Here are some of the highlights of Hope's half-century in Hawaii:

>> July 1944: Hope, Benny and company kicked off their first wartime US0-like tour of the Pacific with several isle performances at several local Army installations.

>> April 1952: Hope hosted a 130-minute, nationally broadcast radio show from Fort Shafter theater, which was machine-gunned during the Pearl Harbor attack. Guests include actress Ann Blythe and Duke Kahanamoku.

>> December 1957: Hope and actress Jayne Mansfield entertained more than 6,000 servicemen at Bloch Arena at Pearl Harbor.

>> December 1971: Hope filmed another Christmas special in Hawaii, this time before a crowd of more than 5,000 at Schofield Barracks. The show included performances by Jim Nabors and Don Ho, and excerpts were shown nationally on NBC.

>> May 1972: Hope and friends marked the opening of friend and developer Del Webb's $27 million Kuilima Resort, now known as the Turtle Bay Resort. The star-studded guest list included Nabors, comedian Edgar Bergen and actresses Connie Stevens, Jane Russell and Barbara Eden.

>> May 1979: Performed a benefit for the Hawaii Association for Retarded Children at the Blaisdell Concert Hall.

>> February 1984: Hope performed in a concert before 6,000 at the Waikiki Shell to celebrate Hawaii's 25 years of statehood.
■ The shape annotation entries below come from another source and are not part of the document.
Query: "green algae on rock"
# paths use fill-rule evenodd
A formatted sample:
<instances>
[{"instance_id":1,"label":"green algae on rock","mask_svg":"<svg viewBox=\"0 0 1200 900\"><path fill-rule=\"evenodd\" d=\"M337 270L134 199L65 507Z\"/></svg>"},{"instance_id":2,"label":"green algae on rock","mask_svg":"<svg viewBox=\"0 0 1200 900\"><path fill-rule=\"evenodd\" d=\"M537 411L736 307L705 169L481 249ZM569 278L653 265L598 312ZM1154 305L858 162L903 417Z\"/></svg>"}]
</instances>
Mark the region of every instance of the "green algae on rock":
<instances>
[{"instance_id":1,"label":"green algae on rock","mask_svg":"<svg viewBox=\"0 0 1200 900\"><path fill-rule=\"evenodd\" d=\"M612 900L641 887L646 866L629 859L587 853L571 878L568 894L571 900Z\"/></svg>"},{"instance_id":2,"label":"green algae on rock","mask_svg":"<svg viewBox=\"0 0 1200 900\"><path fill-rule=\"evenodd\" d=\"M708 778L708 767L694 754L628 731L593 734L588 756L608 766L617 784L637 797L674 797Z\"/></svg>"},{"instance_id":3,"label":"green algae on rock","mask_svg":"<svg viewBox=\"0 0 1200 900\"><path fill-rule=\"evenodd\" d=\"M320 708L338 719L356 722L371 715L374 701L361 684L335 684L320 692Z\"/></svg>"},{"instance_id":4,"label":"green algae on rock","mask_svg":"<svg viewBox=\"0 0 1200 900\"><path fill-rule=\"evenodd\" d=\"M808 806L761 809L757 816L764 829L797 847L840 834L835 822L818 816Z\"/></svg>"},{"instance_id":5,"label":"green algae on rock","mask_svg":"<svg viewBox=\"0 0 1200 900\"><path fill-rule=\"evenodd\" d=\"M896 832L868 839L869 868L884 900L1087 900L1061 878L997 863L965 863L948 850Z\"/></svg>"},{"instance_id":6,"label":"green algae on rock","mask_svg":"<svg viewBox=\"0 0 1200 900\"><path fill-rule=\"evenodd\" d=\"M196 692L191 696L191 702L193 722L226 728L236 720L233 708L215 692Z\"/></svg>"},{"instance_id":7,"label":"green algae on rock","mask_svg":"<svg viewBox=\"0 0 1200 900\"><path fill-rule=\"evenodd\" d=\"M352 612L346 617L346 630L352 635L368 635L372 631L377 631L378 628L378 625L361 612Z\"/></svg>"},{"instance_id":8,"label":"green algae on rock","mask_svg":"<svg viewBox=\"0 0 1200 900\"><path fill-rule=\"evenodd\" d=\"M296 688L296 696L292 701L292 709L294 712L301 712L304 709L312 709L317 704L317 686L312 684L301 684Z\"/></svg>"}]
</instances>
The show was filmed for an NBC special.

>> September 1995: Helped commemorate the 50th anniversary of the end of World War II.

Star-Bulletin staff


Hope on life, golf and U.S presidents

Comedian Bob Hope, who died yesterday at the age of 100, is considered the master of the one-line joke. Here is a sampling:

On golf:

"I set out to play golf with the intention of shooting my age, but I shot my weight instead!"

"I asked my good friend, Arnold Palmer, how I could improve my game. He advised me to cheat."

"I've played some strange rounds of golf in my travels. One course in Alaska was hacked out of the wilderness. My caddy was a moose. Every time I reached for a club, he thought I was trying to steal his antlers."

On U.S. presidents:

>> Harry Truman: "He rules the country with an iron fist -- the same way he plays the piano."

>> Dwight D. Eisenhower: "I happen to know why he's running for president. It's the only way he can get out of the Army. ... If he slices the budget like he slices a (golf) ball, the nation has nothing to worry about."

>> John F. Kennedy: "Eisenhower said, 'Congratulations on your victory.' And Kennedy replied, 'I had to win. It's so tough these days to find a place that'll take children.'"

>> Lyndon Johnson: "You can tell he used to be a rancher. He squeezes Republicans like he's milking a cow."

>> Richard Nixon: "I told Nixon to burn the (Watergate) tapes. He told me to burn my golf clubs."

>> Gerald Ford: "It's not hard to find Gerry Ford on a golf course -- you just follow the wounded."

>> Jimmy Carter: "Carter wants to go to Washington. He'll feel right at home there -- he was raised on a nut farm."

>> Ronald Reagan: "Some people are claiming that Ronald Reagan is too old to be president. But I like Ronnie. He's smart, he's honest and he's the only candidate who calls me 'Sonny.'"

>> George H.W. Bush: "The L.A. Times gave George Bush a 'C' on his first 100 days in office. No one knows what Dan Quayle got. He claims he lost his report card on his way home from the White House."

>> Bill Clinton: "Clinton loves to make long speeches. In fact, his will be the first inaugural address with an intermission."

On life:

"I was able to find my original birth certificate, but it took three guys to help me get it. Stone tablets are heavy."

"I came from a very big family. Four of us slept in the same bed. When we got cold, Mother threw on another brother."

"In all there were seven brothers. That's how I learned to dance -- waiting for my turn in the bathroom."

"I left England at an early age, as soon as I was old enough to realize they already had a king."